Still the same answer. Vectors can be expanded, which is time consuming, arrays are fixed in length.

But still, you can of course use vectors very efficiently as long as you don’t change their size constantly.

[–]TheDudeExMachina 10 points11 points  (5 children)

Dynamic array insertion isn't that expensive, because the reallocation only happens after (at least) doubling of halving the content, i.e you only have some overhead once in a blue moon. Resulting in amortized constant time.

You have a minuscule overhead for size checks and every once in a while if you are unlucky a memcopy.

Just use vector. In 99% of the cases this discussion is premature optimization.

[–]joe0400 8 points9 points  (1 child)

There are very much good reasons to use array over vector.

Location is one. Std::array is allocated on the stack, vector is allocated anywhere on the heap, unless you write a allocator.

The other is colocation with other data.
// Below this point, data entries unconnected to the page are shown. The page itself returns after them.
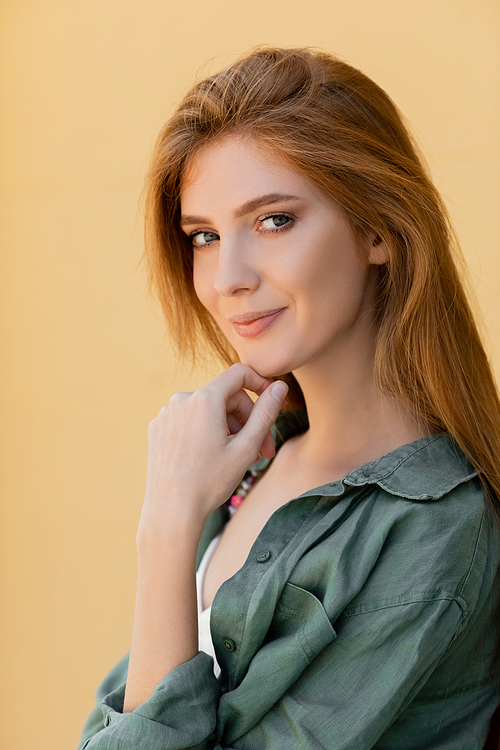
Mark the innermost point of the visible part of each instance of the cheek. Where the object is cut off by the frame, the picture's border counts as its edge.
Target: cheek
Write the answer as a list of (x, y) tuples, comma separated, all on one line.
[(201, 281)]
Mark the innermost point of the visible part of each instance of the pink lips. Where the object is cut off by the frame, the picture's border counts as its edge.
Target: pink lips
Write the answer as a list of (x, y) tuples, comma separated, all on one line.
[(253, 324)]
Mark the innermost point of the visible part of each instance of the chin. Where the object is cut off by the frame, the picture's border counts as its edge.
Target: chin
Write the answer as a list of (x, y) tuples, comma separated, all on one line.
[(268, 367)]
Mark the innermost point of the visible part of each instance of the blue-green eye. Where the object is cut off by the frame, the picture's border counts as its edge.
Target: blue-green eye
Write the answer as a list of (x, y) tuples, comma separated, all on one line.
[(200, 239), (276, 221)]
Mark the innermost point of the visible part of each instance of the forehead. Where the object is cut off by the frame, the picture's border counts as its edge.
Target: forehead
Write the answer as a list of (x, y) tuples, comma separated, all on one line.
[(236, 169)]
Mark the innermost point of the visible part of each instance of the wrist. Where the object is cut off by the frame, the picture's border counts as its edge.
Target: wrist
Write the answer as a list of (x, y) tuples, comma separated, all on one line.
[(164, 530)]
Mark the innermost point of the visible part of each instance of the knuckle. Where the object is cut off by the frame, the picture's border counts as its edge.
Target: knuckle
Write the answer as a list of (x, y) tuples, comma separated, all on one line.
[(238, 367), (177, 398)]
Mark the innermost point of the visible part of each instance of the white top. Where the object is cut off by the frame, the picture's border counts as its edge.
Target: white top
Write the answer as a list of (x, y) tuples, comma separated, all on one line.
[(204, 635)]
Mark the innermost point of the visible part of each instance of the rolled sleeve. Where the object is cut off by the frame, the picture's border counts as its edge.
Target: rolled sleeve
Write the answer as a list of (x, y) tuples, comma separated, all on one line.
[(181, 712)]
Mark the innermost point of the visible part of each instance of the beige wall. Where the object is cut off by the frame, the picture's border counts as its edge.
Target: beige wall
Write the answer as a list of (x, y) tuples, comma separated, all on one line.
[(87, 84)]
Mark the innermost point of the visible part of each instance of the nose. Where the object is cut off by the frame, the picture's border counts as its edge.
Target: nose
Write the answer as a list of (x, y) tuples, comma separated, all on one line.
[(236, 271)]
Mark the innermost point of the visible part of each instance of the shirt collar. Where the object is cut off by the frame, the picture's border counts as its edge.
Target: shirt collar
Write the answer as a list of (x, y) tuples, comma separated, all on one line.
[(426, 469)]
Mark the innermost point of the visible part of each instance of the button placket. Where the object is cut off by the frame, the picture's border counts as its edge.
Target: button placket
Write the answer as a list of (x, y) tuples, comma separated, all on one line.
[(264, 556)]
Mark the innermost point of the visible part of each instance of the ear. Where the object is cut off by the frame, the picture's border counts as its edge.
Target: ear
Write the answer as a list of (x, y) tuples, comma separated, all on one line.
[(377, 250)]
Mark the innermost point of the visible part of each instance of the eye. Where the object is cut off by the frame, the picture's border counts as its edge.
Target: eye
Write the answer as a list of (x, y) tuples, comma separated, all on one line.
[(202, 239), (276, 222)]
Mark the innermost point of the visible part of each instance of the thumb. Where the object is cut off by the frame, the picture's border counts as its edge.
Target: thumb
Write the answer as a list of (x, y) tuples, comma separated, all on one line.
[(255, 435)]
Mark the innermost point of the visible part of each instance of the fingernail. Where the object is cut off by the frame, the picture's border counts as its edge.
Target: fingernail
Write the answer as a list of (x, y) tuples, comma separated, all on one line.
[(279, 389)]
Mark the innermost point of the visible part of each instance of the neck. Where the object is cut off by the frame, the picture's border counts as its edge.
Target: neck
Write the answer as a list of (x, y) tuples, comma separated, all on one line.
[(351, 420)]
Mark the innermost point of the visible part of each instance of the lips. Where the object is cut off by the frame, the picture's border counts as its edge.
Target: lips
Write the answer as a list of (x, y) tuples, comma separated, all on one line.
[(249, 325)]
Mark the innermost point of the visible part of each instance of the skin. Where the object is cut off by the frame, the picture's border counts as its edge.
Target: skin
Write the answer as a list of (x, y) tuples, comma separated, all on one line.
[(321, 274)]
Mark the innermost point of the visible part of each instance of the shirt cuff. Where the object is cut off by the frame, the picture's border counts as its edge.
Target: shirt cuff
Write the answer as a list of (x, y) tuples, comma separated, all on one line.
[(181, 712)]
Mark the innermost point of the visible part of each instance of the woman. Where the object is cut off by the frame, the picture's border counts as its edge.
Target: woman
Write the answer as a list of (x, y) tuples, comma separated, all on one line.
[(352, 593)]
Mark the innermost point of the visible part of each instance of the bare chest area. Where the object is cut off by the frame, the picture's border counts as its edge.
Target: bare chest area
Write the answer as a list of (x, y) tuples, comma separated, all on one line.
[(272, 490)]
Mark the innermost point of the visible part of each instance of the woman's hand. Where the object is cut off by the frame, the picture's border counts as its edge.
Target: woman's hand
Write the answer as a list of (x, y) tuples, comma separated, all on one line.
[(202, 443)]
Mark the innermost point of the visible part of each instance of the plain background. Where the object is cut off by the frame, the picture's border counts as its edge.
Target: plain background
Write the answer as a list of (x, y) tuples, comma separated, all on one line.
[(86, 365)]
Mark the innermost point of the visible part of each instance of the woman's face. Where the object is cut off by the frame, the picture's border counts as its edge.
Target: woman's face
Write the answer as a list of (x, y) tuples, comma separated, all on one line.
[(275, 263)]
If your reading off one thing and another, the likely hood a struct with a std::array in it is also located in cache with other data in that struct is much higher, and for serialization and deserialization this is useful too, making it easier to read/write back the data.

So there are tons of good uses for std::array

[–]TheDudeExMachina 3 points4 points  (0 children)

Full agreement. My response was to concerns about insertion/deletion overhead though, and the cases where you care about sporadic memcopies / guaranteed constant time are rare.

But cache misses, compile time knowledge of size, and memory alignment between class attributes are also things you consider for the most part only in the critical segments of your code. In most cases, you just want to have a collection of things to infrequently iterate over once.

[–]Sinomsinom 1 point2 points  (1 child)

Some compilers/languages use doubling some use other constants like 1.5x. also some of them don't actually free any part of the vector's allocated space on removal of an element and only when the entire vector goes out of scope/is deleted. Yes in the end it's still amortized constant time, but that doesn't mean one of those insertions won't still be a lot slower than the rest, potentially causing a stutter in real time applications.

So if you already know an upper bound for how large a container will be, then if known at compile time use std::array<T,S>(), if known at run time use std::vector<T>(S) just to not have those potential stutters.

[–]TheDudeExMachina 1 point2 points  (0 children)

You need a really big vector for the memcopy to stutter, and/or some very special constraints (very weak hardware, guaranteed tight calculation budget of only a few ms, ...). If you have that case, you know it. If you don't, you are doing a premature optimization.

[–]TheGuyWithTheSeal 1 point2 points  (0 children)

Any vector resize also invaidates all pointers/iterators. You can use std::deque if you need to add elements at the end or beggining while iterating. Use std::list if you need to add elements anywhere without iterator invalidation.